I sometimes have ugly anger management issues that flare up for (what I subsequently realise) the most mundane and insignificant things. I always end up hating myself for those anger bursts which could have been negated had I just breathed, become a bit deaf and just simply walked away.
But no. I have to have the last word, and even if my intentions are good in that I want to inform, teach or impart wisdom, of course, all of that is flushed away because the delivery was in anger. And who would listen to advice shouted at them?
Ginsburg said: “Collegiality is crucial to the success of our mission,” Ginsburg said. “We could not do the job the Constitution assigns to us if we didn’t—to use one of Justice Scalia’s favorite expressions—‘get over it.’”

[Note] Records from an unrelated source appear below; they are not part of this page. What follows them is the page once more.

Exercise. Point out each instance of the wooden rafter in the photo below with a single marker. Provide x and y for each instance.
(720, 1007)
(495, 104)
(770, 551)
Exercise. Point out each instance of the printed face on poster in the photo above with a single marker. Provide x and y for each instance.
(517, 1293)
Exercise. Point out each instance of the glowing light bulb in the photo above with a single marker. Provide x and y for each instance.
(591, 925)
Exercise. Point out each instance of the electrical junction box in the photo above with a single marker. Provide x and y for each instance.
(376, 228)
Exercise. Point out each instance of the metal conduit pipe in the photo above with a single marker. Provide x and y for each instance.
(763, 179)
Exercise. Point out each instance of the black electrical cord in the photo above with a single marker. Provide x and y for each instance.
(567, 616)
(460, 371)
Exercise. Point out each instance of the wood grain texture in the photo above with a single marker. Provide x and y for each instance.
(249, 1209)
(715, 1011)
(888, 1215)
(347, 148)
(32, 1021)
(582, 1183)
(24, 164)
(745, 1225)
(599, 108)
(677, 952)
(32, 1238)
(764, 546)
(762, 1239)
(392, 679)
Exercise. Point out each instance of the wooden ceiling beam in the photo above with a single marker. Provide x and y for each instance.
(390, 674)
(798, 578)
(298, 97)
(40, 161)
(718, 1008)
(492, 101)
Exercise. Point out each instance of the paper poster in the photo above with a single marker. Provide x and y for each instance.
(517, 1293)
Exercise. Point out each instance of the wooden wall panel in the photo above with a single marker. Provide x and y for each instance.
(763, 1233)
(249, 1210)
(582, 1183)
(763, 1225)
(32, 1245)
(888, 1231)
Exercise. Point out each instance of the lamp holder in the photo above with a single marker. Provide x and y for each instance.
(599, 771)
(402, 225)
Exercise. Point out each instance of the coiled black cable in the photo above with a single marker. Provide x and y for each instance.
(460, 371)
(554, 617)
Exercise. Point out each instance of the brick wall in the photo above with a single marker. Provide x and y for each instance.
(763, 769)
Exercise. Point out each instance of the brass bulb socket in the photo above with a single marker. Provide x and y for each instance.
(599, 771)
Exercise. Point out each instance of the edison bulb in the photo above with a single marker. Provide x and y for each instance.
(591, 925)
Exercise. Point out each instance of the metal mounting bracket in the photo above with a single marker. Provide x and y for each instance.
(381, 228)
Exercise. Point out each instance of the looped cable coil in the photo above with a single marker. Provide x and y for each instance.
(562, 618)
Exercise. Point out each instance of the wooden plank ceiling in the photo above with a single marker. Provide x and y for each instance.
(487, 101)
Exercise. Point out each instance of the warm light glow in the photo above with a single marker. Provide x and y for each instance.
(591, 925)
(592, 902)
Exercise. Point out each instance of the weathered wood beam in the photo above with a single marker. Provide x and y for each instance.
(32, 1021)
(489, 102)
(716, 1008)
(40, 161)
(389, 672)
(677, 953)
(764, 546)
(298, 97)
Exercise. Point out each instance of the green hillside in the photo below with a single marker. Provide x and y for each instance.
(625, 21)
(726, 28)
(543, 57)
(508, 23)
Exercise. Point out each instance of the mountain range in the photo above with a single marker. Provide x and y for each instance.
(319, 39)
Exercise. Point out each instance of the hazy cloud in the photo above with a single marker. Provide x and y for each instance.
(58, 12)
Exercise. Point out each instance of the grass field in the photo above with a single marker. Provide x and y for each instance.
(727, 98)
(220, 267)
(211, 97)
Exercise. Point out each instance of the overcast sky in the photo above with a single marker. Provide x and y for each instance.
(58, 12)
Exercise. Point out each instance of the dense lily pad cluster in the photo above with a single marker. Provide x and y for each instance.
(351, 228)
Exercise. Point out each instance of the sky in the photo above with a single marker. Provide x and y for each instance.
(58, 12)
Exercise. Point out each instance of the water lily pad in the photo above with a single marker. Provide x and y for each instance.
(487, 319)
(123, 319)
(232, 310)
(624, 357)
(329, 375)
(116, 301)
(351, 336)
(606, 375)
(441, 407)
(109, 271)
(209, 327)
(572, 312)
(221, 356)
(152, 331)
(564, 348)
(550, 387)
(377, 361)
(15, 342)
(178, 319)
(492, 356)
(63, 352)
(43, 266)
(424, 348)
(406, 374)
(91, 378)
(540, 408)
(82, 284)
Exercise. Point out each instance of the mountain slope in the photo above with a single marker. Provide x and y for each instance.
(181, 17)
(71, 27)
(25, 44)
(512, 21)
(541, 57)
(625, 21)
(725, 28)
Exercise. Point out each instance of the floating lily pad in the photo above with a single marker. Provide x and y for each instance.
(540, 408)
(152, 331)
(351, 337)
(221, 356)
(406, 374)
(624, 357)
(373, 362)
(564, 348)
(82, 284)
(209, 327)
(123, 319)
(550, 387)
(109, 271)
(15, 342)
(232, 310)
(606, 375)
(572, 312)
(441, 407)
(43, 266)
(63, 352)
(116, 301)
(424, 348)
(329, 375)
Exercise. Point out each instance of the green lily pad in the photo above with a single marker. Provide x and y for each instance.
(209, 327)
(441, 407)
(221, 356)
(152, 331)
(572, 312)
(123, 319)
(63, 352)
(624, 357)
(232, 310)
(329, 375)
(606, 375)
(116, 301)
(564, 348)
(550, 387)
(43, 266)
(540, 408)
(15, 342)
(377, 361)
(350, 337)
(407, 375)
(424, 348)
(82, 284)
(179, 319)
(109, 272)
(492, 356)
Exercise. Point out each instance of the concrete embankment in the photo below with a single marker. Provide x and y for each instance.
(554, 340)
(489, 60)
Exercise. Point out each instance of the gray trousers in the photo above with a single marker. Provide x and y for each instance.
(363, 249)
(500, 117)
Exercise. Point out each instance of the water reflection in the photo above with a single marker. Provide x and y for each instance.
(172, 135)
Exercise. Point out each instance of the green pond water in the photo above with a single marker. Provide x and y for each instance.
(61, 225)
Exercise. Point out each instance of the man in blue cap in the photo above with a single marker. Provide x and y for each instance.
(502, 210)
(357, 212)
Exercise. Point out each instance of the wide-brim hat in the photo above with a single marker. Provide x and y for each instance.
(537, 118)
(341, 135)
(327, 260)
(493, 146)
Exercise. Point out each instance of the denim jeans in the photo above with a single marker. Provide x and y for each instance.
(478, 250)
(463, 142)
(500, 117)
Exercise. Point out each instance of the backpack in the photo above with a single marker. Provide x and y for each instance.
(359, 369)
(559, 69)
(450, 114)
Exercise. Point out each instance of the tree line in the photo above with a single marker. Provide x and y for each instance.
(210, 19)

Goodness. I do need to get over it. Get over myself. And just get on with life.
I just turned 55 a few days ago, and rather than enjoying that moment of happiness, I chose to lose my temper on yet another insignificant situation which I wrongly determined then as a slight on my character.
Now, a week later, and listening to Ginsberg’s address, I am yet again disgusted with myself.
Yes, I know I was right. However, rather than retaliating with anger, I would have served the issue better by just turning momentarily deaf, walking away, and then much later, trying to convey my point of view calmly. That, I feel now, would have delivered even a life lesson much better than shouting and stomping off in a temper.
Does anyone have an experience with a good therapist I can borrow for a few weeks?